In Medio Oriente, spesso, il tempo è una dimensione indefinita, da piegare o dilatare a seconda delle convenienze. Per Hamas è un’arma di pressione per spuntare condizioni ancora migliori di quelle «straordinariamente generose» - così le ha definite il segretario di Stato Usa Antony Blinken in missione in Giordania- per un cessate il fuoco e uno scambio di ostaggi e prigionieri palestinesi.
L’OPERAZIONE
E allora arriva la dichiarazione del presidente israeliano Benjamin Netanyahu che si trascina dietro una ventata di gelo: «L’evacuazione dei civili da Rafah è iniziata, noi entreremo ed elimineremo Hamas con o senza un accordo». «L’idea di fermare la guerra senza smantellare i battaglioni ancora presenti è impensabile». Parole destinate a molte orecchie.

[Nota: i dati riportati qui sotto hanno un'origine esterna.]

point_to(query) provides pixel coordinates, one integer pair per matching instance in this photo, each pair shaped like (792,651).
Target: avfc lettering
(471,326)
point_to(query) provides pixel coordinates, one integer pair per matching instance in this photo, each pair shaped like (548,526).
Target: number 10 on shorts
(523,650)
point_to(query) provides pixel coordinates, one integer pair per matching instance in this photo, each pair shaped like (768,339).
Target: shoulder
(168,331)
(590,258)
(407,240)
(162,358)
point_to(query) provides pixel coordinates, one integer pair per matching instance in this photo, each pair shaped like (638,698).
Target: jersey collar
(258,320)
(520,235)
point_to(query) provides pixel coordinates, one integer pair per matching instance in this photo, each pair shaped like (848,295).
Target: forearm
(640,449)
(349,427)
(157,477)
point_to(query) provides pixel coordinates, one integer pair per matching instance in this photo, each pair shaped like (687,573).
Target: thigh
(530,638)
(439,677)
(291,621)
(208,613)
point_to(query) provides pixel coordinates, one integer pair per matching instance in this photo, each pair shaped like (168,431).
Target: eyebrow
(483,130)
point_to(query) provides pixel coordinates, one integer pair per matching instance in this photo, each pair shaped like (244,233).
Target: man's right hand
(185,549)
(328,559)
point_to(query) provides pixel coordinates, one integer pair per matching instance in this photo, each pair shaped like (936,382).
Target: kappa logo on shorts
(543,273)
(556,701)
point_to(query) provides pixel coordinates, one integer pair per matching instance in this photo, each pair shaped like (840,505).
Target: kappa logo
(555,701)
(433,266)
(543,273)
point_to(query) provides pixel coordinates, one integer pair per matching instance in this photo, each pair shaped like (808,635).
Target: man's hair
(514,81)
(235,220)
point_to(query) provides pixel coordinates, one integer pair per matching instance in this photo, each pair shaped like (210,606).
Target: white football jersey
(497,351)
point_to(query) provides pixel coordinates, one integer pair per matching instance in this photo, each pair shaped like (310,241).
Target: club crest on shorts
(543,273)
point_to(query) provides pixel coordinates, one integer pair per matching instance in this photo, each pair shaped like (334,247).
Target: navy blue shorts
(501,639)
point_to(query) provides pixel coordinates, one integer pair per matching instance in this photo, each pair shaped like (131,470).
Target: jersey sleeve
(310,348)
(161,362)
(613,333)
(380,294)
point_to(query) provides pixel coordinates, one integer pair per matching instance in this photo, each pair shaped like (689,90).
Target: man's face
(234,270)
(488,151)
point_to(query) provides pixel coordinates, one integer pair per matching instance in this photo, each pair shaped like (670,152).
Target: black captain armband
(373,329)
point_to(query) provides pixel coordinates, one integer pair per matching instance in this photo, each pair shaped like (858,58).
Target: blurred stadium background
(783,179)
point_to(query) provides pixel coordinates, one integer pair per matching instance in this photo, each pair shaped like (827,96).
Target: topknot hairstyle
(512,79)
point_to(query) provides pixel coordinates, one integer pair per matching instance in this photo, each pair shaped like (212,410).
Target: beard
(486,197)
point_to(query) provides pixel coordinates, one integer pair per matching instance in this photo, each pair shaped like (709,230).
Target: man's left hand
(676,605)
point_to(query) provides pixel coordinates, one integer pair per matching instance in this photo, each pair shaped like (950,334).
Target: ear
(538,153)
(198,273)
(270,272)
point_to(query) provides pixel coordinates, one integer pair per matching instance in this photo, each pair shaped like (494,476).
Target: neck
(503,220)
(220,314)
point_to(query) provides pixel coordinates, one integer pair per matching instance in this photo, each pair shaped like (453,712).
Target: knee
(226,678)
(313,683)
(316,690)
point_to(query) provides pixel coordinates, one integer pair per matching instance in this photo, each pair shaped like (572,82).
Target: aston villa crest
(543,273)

Ai parenti degli ostaggi e dei militari - o meglio: alle due organizzazioni di destra che li raggruppano - davanti ai quali pronuncia il suo discorso, e a cui promette che la guerra non potrà finire senza il ritorno a casa dei loro congiunti (anche se il grosso dei familiari è fermamente contrario all’azione in questo momento). E sono anche parole che dovrebbero in qualche modo placare la rabbia dei due esponenti della destra messianica e ultranazionalista che minacciano di uscire dal governo se si fermerà l’operazione a Rafah. Ma Netanyahu in questo modo pensa soprattutto di aumentare la pressione su Hamas che in tutta questa vicenda, forte degli ostaggi che detiene, continua a imporre le proprie condizioni.
I NEGOZIATI
Da quello che filtra sui giornali arabi Hamas vuole altre concessioni sul ritiro dei militari israeliani dal corridoio di Netzarim che taglia in due la Striscia, sul numero e l’identità dei detenuti palestinesi che lasceranno le prigioni. Secondo il Wall Street Journal invece l’ipotesi sul tavolo si articolerebbe in due fasi. La prima con il ritorno a casa di 20 ostaggi in tre settimane, la seconda prevedrebbe un cessate il fuoco di 10 settimane durante le quali il numero dei sequestrati rilasciati sarebbe maggiore e la tregua potrebbe durare mesi. Numeri che però non si allineano con le ipotesi fin qui circolate secondo cui i civili che potrebbero essere rilasciati sarebbero 33, gli unici sopravvissuti a sei mesi di prigionia durissima. Hamas vorrebbe poi che tra i garanti dell’accordo figurasse anche la Turchia insieme all’Egitto, Qatar, Usa e Russia, condizione respinta da Israele che avrebbe espresso invece la disponibilità al ritorno nel Nord della Striscia non solo per donne, anziani e bambini, come inizialmente deciso. Su tutte queste incertezze incombe anche lo spettro di un mandato di cattura della Corte penale internazionale per Netanyahu, per il ministro della Difesa Yoav Gallant e il capo di Stato Maggiore Herzi Halevi per crimini contro l’umanità che potrebbe far saltare ogni accordo. Almeno questo è il timore degli Stati Uniti e di molti suoi alleati. «Se dovesse accadere - tuona Netanyahu - sarebbe una macchia indelebile per tutta l’umanità, un crimine di odio che aggiungerebbe benzina all’antisemitismo».